Page 92 - Livre électronique des RFTP 2024
P. 92
P32. SERUM LACTATE DEHYDROGENASE LEVELS: A
PROGNOSTIC MARKER IN PATIENTS WITH INTERSTITIAL
LUNG DISEASE
CHARIAG MAYSSA, MOUSSA INES, TRIMECH SARRA , GUIRATI ASMA, MRASSI HANA ,
BEN HMIDA LENDA CHERIF TAREK , CHAABEN YOSSR, TLILI RAHMA, SAHNOUN IMEN ,
DOUIK ELGHARBI LEILA
UNIVERSITY OF TUNIS EL MANAR , TUNIS MEDICAL SCHOOL , PNEUMOLOGY DEPARTMENT D ,
ABDERRAHMEN MAMI HOSPITAL , ARIANA , TUNISIA
INTRODUCTION: Interstitial lung disease (ILD) contributes to significant morbidity
around the world. Predicting disease exacerbations and hospitalizations remains
challenging.

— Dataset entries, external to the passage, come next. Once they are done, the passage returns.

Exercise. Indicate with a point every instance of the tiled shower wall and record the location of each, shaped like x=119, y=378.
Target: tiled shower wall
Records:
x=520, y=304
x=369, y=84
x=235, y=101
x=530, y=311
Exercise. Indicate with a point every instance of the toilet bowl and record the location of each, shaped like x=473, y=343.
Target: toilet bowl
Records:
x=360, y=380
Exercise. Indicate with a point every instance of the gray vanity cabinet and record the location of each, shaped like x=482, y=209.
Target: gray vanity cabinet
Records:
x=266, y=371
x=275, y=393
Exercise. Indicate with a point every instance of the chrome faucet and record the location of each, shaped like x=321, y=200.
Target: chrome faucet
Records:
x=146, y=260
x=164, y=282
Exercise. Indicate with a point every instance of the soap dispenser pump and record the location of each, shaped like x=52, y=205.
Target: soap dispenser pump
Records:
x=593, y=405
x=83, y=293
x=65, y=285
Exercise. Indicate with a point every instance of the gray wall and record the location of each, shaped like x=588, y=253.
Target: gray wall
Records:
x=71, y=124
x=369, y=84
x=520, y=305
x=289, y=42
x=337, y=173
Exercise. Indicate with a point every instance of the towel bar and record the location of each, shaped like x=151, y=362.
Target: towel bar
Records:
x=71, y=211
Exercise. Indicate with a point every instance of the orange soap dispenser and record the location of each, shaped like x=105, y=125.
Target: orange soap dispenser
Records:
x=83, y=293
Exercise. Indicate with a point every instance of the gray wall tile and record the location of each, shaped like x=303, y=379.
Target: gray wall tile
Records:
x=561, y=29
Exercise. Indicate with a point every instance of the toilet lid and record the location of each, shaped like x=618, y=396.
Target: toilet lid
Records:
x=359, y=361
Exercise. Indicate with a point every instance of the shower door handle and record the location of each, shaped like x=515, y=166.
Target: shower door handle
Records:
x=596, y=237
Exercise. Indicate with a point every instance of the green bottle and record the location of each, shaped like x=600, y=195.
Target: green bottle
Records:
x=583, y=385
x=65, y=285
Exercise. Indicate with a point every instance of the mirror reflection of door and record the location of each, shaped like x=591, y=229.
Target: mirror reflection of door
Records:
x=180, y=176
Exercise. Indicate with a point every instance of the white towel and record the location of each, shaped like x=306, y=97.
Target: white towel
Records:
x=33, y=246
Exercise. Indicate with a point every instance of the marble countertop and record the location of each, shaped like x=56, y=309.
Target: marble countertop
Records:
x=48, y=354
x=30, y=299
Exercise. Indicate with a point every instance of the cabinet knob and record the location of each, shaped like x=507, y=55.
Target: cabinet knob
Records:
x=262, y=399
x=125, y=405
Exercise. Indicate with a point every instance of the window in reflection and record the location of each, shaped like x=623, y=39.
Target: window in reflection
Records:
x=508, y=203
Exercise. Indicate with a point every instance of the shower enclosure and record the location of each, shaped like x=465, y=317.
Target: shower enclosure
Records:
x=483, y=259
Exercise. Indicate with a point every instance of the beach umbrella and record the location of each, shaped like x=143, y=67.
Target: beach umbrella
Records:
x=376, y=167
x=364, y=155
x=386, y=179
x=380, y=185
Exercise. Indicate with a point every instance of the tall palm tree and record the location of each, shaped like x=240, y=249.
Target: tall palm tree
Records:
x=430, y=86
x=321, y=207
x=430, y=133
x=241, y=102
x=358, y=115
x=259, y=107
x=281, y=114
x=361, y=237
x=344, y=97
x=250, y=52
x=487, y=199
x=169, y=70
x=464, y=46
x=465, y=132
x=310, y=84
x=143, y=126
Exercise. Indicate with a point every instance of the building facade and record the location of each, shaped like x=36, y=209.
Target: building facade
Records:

Lactate dehydrogenase (LDH) is an enzyme involved in cellular
metabolism and has been implicated in various pulmonary pathologies, but its role
in ILD prognosis is not well-defined.
METHODS: A retrospective analysis of medical records from 2009 to 2024 was
conducted in pulmonary department D, Abderrahmane Mami Hospital, identifying
ILD patients with lung fibrosis on radiographic findings. Serum LDH levels among
other clinical and functional parameters were measured at the time of ILD
diagnosis, and hospitalization events were recorded during follow-up.
RESULTS: A total of 134 patients with fibrosing ILD were included, with a mean age
of 64±11 years and a gender ratio M/F=0.27. Serum LDH levels ranged from 131 to
532 U/L, with a mean of 265.2 U/L . During the study period 95.8% of patients
experienced at least one hospitalization related to ILD, with a mean hospitalization
rate of 1.57 hospitalizations in 3 years . Elevated LDH levels at baseline were
significantly associated with a higher hospitalization rate during a 3-year follow-up
( r =0.46 , p< 0.01) . This association remained robust after adjusting for
demographics, ILD subtype, and other relevant clinical factors. Statistical analysis
revealed no significant correlation between serum LDH levels and exacerbation
frequency (p =0.18). However, there was no significant correlation between serum
LDH levels and any of the pulmonary lung test parameters assessed (FEV1, p=0.37
; DLCO,p=0.42).
CONCLUSION: Our findings suggest a significant correlation between elevated
LDH levels and increased hospitalization frequency in ILD patients. LDH may serve
as a potential biomarker for disease severity and progression in this population.
Further prospective studies are warranted to elucidate the underlying mechanisms
and validate the utility of LDH monitoring in ILD management.